Caisys chuckled. “Do you want to know something about Criella? She’s actually the heir of a warlock called Margarites. She came to kill me and I opted to use a little magic instead of a blade, make her more useful. Re-sorted her mind so many times I don’t think she knows what she is.”
“That’s monstrous!” Mehen said.
“It’s a little funny,” Caisys said. “And for the record, I didn’t give her the stick up her arse; that came with the original.”
The shadows between the crystal bones flickered—or had he imagined it? Mehen aimed the glowball’s light as much as it would be aimed into the darkness.
The cavern narrowed, closed off by a wall of the crystal—the base of an enormous skull. Caisys pulled his sleeves down over his hands before crawling through a small round hole. Mehen cast a glance back at Farideh before following, his light blooming through the milky stone of the skull.

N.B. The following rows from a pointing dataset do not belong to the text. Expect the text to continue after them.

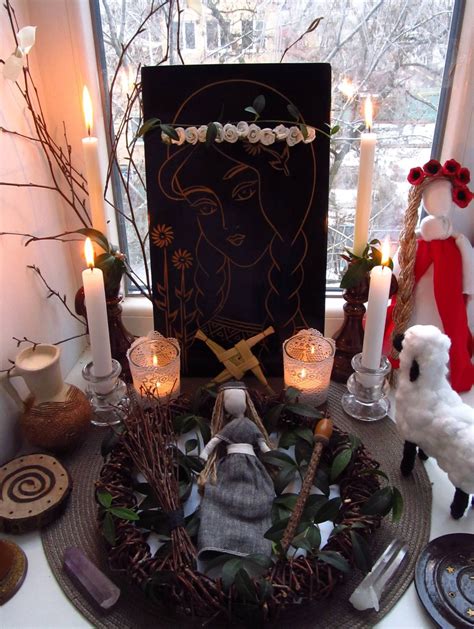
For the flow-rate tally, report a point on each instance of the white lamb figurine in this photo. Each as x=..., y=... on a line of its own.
x=430, y=415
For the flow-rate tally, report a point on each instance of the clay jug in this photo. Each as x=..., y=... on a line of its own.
x=56, y=414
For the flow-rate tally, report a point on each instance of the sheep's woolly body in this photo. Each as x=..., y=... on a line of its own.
x=429, y=412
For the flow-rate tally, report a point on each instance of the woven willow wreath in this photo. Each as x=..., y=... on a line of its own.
x=170, y=576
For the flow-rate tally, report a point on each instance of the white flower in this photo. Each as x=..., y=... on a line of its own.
x=267, y=137
x=230, y=133
x=243, y=129
x=281, y=132
x=191, y=134
x=311, y=135
x=26, y=39
x=202, y=132
x=254, y=133
x=294, y=136
x=12, y=66
x=181, y=136
x=220, y=132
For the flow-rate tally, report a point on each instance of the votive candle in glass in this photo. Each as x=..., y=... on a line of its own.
x=307, y=360
x=155, y=365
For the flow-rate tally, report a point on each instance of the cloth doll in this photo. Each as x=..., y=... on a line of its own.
x=237, y=490
x=436, y=281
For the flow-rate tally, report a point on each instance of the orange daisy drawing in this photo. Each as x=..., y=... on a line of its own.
x=182, y=259
x=162, y=235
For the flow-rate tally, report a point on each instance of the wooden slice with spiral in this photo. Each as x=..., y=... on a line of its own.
x=33, y=489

He crawled through the hole, careful not to linger too long on the titan’s bones, the stories of titan relics murmuring in his head. Now wasn’t the time to find out if they were exaggerating. Inside the giant skull, plain stone rubble had filled in the space, half burying the curve of its brainpan. He waited to see Farideh come through before slipping out the jagged opening of a mouth.

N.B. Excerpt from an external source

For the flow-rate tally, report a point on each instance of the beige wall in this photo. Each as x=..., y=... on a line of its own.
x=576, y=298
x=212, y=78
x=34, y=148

A stone’s throw beyond the ossuary, the cavern opened up into a huge domelike room. The path broke into ragged rock, then dropped away in a long, shallow slope that rose again on the opposite side, forming a bowl around a small pale streak that cast light enough for Farideh to see the whole of the indentation.
“Is that it?” Adastreia whispered.
“Can you feel it?” Ilstan said, sounding as if he might weep. “Oh, Watching Gods.”
Even Mehen could feel it. The air was … more alive, as if it were thrumming like a hive of bees. Full of magic, she thought.
“The staff of Azuth,” Ilstan intoned.
Mehen studied the slope. The rock was crumbling and loose, an easy slide down and not so simple a climb back up. But if some of them stayed up here, if they tied ropes to—
His eyes fell on the edge of the cliff. On the pitted stone that etched its way as far across the ledge as they stood.
Something in the darkness above them shivered and hissed. “Mine,” a breathy voice said in Draconic. “That is Vozhin’s. So are you.” Mehen looked up in alarm as the shadows bulged and shifted. He reached for his sword.
“Ah, tluin and buggering Shar,” Caisys said. “It’s awake.”